Conversely, as Investors Business Daily notes, eight of the 15 states with the lowest overdose rates did not expand Medicaid. All of these observations should be considered with the usual caveat that correlation does not necessarily indicate causation – there are almost certainly other factors common to expansion states that help to explain their rising addiction rates, although the dramatic increase immediately after the expansion is not easily dismissed.
These assertions are based on official figures that most analysts agree are significantly under-stating the depths of the opioid crisis. One specialist quoted in the Senate report said the opioid epidemic is “deadlier than the AIDS epidemic at its peak.”
Reviewing the Senate Homeland Security report for Forbes, Sally Pipes notes that state Medicaid expansion had the perverse effect of “enrolling able-bodied, childless adults in their Medicaid programs than it does for children and the destitute elderly.” Able-bodied childless adults are also the group experiencing an anomalous increase in mortality rates, which in turn is believed to be strongly influenced by opioid addiction.

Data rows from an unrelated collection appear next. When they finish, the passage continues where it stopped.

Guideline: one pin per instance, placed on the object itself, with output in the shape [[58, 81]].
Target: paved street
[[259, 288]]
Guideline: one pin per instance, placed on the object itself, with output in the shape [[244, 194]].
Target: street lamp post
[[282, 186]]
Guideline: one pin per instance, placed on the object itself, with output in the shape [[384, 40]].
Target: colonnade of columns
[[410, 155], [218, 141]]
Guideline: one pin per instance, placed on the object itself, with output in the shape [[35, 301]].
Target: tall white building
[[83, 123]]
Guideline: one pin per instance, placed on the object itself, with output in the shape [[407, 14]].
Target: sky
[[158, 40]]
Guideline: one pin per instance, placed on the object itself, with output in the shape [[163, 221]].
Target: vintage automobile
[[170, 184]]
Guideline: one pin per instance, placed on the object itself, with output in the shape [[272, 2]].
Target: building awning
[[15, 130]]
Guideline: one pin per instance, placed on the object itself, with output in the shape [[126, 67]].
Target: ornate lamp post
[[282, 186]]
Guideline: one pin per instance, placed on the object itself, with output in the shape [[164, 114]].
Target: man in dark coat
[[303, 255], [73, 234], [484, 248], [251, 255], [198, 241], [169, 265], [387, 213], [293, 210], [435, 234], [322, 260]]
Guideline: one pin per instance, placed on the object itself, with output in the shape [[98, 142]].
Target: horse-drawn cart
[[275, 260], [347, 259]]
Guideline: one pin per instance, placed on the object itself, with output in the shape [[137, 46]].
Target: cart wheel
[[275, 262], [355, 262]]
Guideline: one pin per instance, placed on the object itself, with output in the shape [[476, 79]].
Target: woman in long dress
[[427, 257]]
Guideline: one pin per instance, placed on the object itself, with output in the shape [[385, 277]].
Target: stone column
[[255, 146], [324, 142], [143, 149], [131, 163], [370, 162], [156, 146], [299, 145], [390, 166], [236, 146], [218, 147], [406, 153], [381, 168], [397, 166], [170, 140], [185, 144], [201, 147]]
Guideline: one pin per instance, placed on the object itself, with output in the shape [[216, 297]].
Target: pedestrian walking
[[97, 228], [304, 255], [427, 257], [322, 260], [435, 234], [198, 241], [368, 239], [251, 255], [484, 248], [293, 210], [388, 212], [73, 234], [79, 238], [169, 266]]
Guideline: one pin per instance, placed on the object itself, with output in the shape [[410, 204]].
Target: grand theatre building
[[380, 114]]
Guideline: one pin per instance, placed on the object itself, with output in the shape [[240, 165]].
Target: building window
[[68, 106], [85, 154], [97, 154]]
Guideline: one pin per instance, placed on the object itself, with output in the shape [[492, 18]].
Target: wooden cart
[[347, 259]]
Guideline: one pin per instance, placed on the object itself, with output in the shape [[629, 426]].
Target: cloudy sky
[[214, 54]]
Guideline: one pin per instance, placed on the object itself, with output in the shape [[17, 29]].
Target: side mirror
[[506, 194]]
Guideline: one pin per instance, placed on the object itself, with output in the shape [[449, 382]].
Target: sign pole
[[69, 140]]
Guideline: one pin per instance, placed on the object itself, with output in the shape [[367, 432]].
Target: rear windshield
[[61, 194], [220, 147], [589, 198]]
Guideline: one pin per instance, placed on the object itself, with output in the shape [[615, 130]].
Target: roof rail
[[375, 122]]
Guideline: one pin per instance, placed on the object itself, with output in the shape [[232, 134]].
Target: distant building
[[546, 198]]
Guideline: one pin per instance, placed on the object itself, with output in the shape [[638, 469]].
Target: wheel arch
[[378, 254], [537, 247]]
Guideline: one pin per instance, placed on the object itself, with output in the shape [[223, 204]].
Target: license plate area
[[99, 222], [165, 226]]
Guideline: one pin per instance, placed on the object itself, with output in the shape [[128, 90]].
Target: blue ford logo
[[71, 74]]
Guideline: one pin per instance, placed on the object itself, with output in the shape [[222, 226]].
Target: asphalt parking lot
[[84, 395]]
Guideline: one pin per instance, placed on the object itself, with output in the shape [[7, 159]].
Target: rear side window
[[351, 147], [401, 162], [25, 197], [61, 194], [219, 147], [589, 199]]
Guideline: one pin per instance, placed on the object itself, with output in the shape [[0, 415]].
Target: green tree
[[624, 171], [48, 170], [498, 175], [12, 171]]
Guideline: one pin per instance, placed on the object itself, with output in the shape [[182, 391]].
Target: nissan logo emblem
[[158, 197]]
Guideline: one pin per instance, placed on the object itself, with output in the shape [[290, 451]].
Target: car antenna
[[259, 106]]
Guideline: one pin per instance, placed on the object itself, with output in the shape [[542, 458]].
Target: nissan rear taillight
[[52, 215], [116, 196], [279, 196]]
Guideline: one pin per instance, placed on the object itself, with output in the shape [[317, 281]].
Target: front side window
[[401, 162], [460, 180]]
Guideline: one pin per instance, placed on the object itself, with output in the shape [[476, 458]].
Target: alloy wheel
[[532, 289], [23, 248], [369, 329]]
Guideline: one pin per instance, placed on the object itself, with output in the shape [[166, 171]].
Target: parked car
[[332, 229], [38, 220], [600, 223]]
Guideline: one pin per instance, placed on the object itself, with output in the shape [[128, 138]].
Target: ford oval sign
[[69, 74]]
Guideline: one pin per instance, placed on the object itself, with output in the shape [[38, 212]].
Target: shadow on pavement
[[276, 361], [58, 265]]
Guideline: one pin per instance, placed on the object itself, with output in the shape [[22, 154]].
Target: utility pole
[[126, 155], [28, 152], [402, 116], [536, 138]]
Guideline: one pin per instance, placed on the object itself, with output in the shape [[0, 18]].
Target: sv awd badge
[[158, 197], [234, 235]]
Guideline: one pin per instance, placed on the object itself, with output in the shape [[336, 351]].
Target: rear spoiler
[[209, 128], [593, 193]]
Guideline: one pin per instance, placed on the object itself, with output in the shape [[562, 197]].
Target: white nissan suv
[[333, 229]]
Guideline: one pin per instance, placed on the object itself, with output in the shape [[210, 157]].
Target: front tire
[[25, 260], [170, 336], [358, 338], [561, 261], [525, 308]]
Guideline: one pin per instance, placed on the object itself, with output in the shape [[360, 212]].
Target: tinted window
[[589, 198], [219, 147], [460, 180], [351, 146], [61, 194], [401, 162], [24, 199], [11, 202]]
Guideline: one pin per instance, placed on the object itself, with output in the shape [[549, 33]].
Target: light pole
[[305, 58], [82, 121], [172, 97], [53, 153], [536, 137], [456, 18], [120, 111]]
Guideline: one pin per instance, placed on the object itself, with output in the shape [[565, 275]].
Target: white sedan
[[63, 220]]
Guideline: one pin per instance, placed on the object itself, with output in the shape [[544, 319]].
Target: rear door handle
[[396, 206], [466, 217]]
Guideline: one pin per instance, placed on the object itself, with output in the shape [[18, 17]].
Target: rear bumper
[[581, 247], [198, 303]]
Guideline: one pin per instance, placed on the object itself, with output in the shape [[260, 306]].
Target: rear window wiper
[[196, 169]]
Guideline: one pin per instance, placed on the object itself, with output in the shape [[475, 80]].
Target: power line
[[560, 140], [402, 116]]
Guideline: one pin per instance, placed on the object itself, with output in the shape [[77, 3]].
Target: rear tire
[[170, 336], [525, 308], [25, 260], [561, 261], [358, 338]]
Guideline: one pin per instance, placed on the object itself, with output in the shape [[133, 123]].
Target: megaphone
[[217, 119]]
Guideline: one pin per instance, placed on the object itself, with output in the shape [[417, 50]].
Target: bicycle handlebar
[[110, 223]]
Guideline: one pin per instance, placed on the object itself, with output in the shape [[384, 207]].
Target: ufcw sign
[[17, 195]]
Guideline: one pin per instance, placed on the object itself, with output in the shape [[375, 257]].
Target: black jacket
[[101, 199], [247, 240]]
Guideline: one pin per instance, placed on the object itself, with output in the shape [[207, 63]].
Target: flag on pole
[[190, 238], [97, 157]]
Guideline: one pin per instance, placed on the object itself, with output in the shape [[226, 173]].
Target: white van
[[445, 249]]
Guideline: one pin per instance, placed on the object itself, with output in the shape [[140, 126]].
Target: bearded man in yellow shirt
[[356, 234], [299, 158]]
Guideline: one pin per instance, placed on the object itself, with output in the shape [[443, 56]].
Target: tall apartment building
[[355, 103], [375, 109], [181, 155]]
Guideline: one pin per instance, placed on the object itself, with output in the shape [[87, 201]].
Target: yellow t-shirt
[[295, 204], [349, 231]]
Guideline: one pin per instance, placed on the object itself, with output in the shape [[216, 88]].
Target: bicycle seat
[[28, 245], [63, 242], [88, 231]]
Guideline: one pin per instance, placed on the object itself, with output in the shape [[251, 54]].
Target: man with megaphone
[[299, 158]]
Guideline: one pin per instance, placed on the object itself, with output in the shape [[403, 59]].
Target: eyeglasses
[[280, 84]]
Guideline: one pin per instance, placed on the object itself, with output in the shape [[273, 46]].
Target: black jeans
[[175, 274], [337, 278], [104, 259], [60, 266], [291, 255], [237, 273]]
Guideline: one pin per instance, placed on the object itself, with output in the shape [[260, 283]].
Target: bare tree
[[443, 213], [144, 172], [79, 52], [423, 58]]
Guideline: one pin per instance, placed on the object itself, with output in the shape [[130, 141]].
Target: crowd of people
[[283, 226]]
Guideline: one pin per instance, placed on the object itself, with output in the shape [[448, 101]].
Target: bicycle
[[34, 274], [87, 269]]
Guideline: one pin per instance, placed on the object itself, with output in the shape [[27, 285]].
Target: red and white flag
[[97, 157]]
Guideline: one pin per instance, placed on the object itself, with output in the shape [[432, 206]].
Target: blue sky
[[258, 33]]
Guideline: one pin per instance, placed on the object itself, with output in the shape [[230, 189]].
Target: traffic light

“About 80 percent of heroin and fentanyl users spiraled into their addictions after first getting hooked on prescription painkillers. The Medicaid expansion made those painkillers widely and cheaply available,” Pipes notes, succinctly stating the point nobody is supposed to make.
She also tackles the bizarre argument that Medicaid is a net plus because it treats more drug addicts than it creates, which is the sort of argument that only makes sense to people whose capacity for reason has been eroded by decades of worshipping Big Government. (Try this argument for comparison purposes: “Tobacco companies are a net plus for public health because they provide so much funding to treat smoking-related illnesses.”)
Pipes suggests addressing the crisis by rolling back the Medicaid expansion and block-granting funds to states, which could help to drain the bureaucratic swamp that hides so much Medicaid corruption and strongly incentivize states to watch their health-care dollars more carefully.
Such suggestions run strongly against the current political tides, with Democrats pushing hard for even more centralized political control of medicine and ever-larger bureaucracies, with an eye toward midwifing the birth of the doomsday bureaucratic monstrosity known as single-payer socialized medicine. Imagine how bad the opioid crisis will get if everyone gets Medicaid.
But of course, you’re not supposed to imagine that, much less conduct hard research into any aspect of the absolutely forbidden notion that government makes problems worse by subsidizing them.